December 26, 2004 still ranks as the worst tsunami disaster in recorded history
Surfersvillage Global Surf News, 28 December, 2016 - The dawn of this latest century has been a devastating time for tsunamis with events in Indonesia and Japan killing thousands of people. As we reflect on the anniversary of the Boxing Day Tsunami of 2004, let’s take a look at what exactly a tsunami is and how it’s caused.
Displaced water, suddenly moved by volcanic eruptions or landslides can have devastating consequences.
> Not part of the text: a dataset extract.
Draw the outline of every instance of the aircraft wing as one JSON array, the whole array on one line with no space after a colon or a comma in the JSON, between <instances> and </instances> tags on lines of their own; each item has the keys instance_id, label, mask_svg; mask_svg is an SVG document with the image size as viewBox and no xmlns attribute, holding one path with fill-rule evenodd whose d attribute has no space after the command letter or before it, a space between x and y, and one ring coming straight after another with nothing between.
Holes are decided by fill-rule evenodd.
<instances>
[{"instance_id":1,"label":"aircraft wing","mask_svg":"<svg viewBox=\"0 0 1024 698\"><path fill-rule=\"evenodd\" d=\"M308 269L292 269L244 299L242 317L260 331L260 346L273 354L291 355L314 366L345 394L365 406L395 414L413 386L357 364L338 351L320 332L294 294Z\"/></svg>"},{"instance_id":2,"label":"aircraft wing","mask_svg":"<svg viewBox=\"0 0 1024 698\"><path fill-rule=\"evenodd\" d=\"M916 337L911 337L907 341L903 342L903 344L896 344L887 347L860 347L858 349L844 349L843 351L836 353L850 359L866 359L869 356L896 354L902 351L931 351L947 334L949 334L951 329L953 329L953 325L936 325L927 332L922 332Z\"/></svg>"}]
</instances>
When the earth’s plates shift and push water - much in the same way a swimmer displaces water when doing a cannonball into a placid pool - the force is so strong that the wave can travel thousands of miles at speed sup to 600 miles per hour.
But most importantly, the traveling wave has a thickness and power proportionate to the amount and force of the earth that displaced it.
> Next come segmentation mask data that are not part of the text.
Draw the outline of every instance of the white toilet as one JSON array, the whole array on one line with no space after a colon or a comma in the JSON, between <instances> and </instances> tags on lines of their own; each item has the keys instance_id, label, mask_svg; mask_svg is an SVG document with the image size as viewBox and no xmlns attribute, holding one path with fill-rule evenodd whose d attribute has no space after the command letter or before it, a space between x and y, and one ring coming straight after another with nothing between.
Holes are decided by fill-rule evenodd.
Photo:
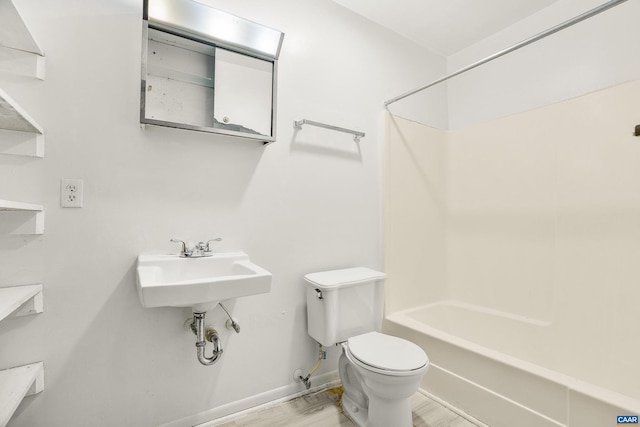
<instances>
[{"instance_id":1,"label":"white toilet","mask_svg":"<svg viewBox=\"0 0 640 427\"><path fill-rule=\"evenodd\" d=\"M357 267L304 278L309 335L342 346L344 412L359 426L412 426L410 398L429 358L416 344L379 332L386 275Z\"/></svg>"}]
</instances>

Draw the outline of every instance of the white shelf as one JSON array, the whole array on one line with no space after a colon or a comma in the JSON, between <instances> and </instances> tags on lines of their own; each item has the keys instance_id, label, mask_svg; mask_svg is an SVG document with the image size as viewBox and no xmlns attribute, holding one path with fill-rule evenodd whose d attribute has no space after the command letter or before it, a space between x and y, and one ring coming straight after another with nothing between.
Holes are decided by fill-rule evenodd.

When talking about tectonic plates moving around on the seabed one realises that this force can be quite strong. As with ocean waves, a deepwater tsunami is not a threat. It’s only when the force of all that water begins to slow down and rise up in shallow waters that the tsunami becomes a breaking wave carrying the same force as the earthquake that generated it.
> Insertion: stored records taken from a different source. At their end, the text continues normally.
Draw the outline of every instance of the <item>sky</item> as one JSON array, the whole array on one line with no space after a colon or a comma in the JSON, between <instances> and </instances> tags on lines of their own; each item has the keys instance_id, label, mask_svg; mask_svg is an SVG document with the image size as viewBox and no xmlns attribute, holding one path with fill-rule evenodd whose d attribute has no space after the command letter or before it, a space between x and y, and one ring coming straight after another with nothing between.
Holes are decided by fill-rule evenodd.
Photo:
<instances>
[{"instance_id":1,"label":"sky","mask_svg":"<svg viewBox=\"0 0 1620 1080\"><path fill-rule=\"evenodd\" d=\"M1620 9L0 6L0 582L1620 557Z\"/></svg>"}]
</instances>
Animation depicting tsunami: Source Wikicommons
Recently CNN, using data from Japan's fire and disaster agencies, released a list of the most destructive tsunamis of the past several hundred years.
Major or Notable Tsunamis
November 1, 1755 - An estimated 60,000 people are killed when an earthquake strikes Lisbon, Portugal, and causes a tsunami.
August 27, 1883 - An estimated 36,000 people are killed when the Krakatau volcano erupts causing a tsunami in the Indonesian islands of Java and Sumatra.
June 15, 1896 - An estimated 28,000 people are killed when an 8.5 magnitude earthquake strikes Sanriku, Japan, causing a tsunami.
December 28, 1908 - An estimated 70,000-100,000 people are killed when a 7.2 magnitude earthquake strikes Messina, Italy, and causes a tsunami in the Straights of Messina.
Copper engraving depicting Lisbon, Portugal, during the November 1755 earthquak: Image Public Domain
May 22, 1960 - An estimated 1,500 people are killed when a magnitude 9.5 earthquake strikes Chile and causes a tsunami.
March 28, 1964 - An estimated 128 people are killed when a magnitude 9.2 earthquake strikes Prince William Sound, Alaska, and causes a tsunami.
August 16, 1976 - An estimated 4,000-8,000 people are killed when a magnitude earthquake 8.0 strikes the Philippines and causes a tsunami.
July 17, 1998 - An estimated 2,200 people are killed when a magnitude 7.0 earthquake strikes Papua New Guinea and causes a tsunami.
December 26, 2004 - An estimated 227,898 people are killed when a 9.1 magnitude earthquake strikes near Sumatra, Indonesia, and causes a subsequent tsunami in 14 countries in South Asia and East Africa.
October 25, 2010 - An estimated 449 people are killed when a magnitude 7.7 earthquake strikes Indonesia and causes a tsunami.
March 11, 2011 - A 9.1 magnitude earthquake takes place 231 miles northeast of Tokyo. The earthquake causes a tsunami with 30 ft waves that damage several nuclear reactors in the area. The combined total of confirmed deaths and missing is more than 22,000 (nearly 20,000 deaths and 2,500 missing).